博く学びて篤く志し
顔淵(ガンエン)、仁を問う。
子 日わく、
己に克(カ)ちて礼に復(カエ)るを仁と為す。
一日(イチジツ)己に克ちて礼に復れば、
天下仁に帰(キ)す。
仁を為すは己に由(ヨ)る。
而(シコウ)して人に由(ヨ)らんや。
(中略)
顔淵日わく、回、不敏なりと雖(イエド)も、
講(コ)う、斯(コ)の語を事(コト)とせん。
現代語訳
顔淵が仁について お尋ねした。
先生は 答えられた。
「私利私欲に打ち勝って、礼に立ち戻ることが仁である。
わずか一日でも己に克って 礼に帰れば、
人々も自ずから 仁になる。
仁を行うのは自らの意志によるべきで、
他人の助けを求めてはいけない。
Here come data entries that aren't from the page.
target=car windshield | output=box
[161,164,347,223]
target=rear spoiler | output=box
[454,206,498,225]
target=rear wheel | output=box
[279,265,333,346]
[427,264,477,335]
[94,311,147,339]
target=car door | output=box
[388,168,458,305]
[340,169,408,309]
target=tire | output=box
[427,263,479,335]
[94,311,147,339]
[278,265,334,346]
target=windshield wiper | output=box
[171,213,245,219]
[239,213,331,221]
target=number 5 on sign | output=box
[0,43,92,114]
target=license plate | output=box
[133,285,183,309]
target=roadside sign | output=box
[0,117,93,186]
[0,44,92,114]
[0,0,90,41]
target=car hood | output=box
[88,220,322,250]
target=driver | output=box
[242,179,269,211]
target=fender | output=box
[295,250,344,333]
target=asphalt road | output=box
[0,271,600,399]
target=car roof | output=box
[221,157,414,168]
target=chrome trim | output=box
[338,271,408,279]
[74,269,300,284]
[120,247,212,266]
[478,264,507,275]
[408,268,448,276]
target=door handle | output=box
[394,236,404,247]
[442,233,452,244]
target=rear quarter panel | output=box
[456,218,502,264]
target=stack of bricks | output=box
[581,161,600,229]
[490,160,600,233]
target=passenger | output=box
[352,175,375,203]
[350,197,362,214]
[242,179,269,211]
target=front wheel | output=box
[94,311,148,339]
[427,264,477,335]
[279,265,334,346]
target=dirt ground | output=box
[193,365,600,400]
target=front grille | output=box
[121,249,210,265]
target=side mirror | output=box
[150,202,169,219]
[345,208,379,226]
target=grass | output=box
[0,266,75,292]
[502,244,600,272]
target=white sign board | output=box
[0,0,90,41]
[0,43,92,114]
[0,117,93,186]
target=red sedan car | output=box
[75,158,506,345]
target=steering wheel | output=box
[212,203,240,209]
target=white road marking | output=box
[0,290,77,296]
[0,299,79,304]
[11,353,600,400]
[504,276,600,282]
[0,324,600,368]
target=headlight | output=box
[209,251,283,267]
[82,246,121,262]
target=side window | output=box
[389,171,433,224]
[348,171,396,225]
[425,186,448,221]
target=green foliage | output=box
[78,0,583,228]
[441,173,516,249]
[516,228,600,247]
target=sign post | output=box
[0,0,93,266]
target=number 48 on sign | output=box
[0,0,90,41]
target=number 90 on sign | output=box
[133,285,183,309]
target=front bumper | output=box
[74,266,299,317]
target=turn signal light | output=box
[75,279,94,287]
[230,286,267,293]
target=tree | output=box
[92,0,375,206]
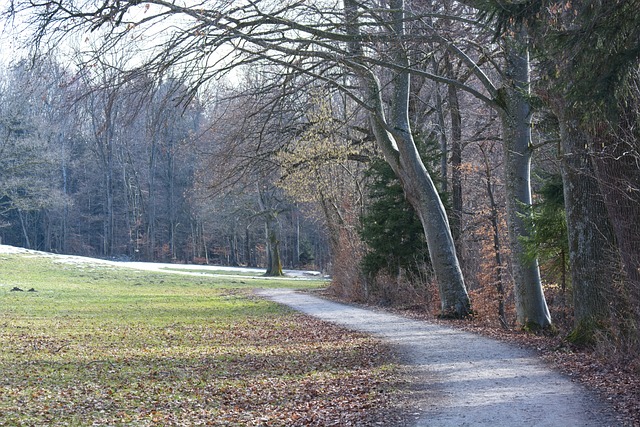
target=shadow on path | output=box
[257,289,620,427]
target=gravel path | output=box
[258,289,620,427]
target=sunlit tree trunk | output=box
[499,33,551,329]
[344,0,470,317]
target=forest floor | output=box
[259,289,637,427]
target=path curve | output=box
[257,289,620,427]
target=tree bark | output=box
[499,30,551,329]
[344,0,471,318]
[556,103,619,343]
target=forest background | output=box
[0,0,640,368]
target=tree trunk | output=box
[445,56,462,251]
[344,0,471,318]
[500,33,551,329]
[265,213,284,277]
[556,106,619,343]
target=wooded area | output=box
[0,0,640,357]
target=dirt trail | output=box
[258,289,620,427]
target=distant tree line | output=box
[5,0,640,354]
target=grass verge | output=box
[0,255,399,426]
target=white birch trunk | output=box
[499,32,551,329]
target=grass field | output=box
[0,254,400,426]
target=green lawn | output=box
[0,254,399,426]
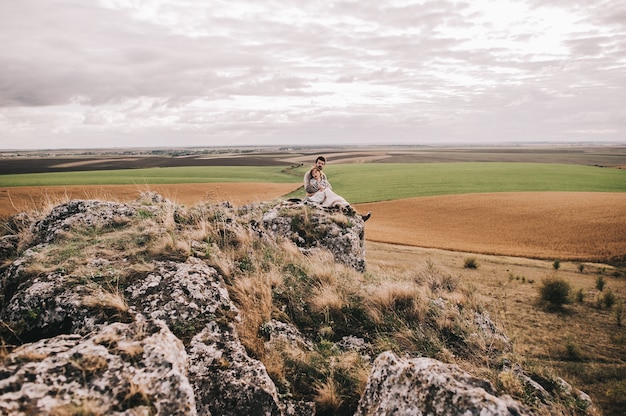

」
(中略)
顔淵は 言った。
「自分は至らぬ者ではありますが、
教えてくださったお言葉を一生かけて実行してまいります」
子夏(シカ) 日わく
博(ヒロ)く学びて 篤く志し、
切に問いて 近く思う。
仁 其の中(ウチ)に在(ア)り。
現代語訳
子夏が 言った。
広く学習して、熱心に取り組み、心をこめて問いかけて、
それを身近なこことして考えるならば、
仁の徳は、求めなくても、自然にそこに存在し、
獲得できることになる。
参照
子夏のこの言葉には、孔子の考えが集約されているように思います。
博学、篤志、切問、近思。
いくつになっても忘れたくない学ぶ姿勢ですね。
真剣に学んでいると、仁も育まれていく。
とても素敵なことですね。
顔淵(顔回)は、⑫ ⑲ にも 出現しています。
孔子より 30歳下です。
徳行に秀でていて、孔子の後継者と目されてたそうです。
地位や名誉を求めず、質素に暮らして
ひたすら 孔子の教えを理解しようとしていました。
同門の秀才 子貢は,顔回を
「私は一を聞いて二を知る者 顔回は一を聞いて十を知る者」
と、称賛していました。
顔回は、残念ながら 41歳で早くに亡くなったそうです。
子夏のことは、論語 ⑯⑳の時にも 出ていました。
文学に秀でてて 他の弟子が理解できなかった時は、
解説してあげてたそうです。
真面目で消極的な性格から、
{過ぎたるは猶及ばざるがごとし}のモデルです。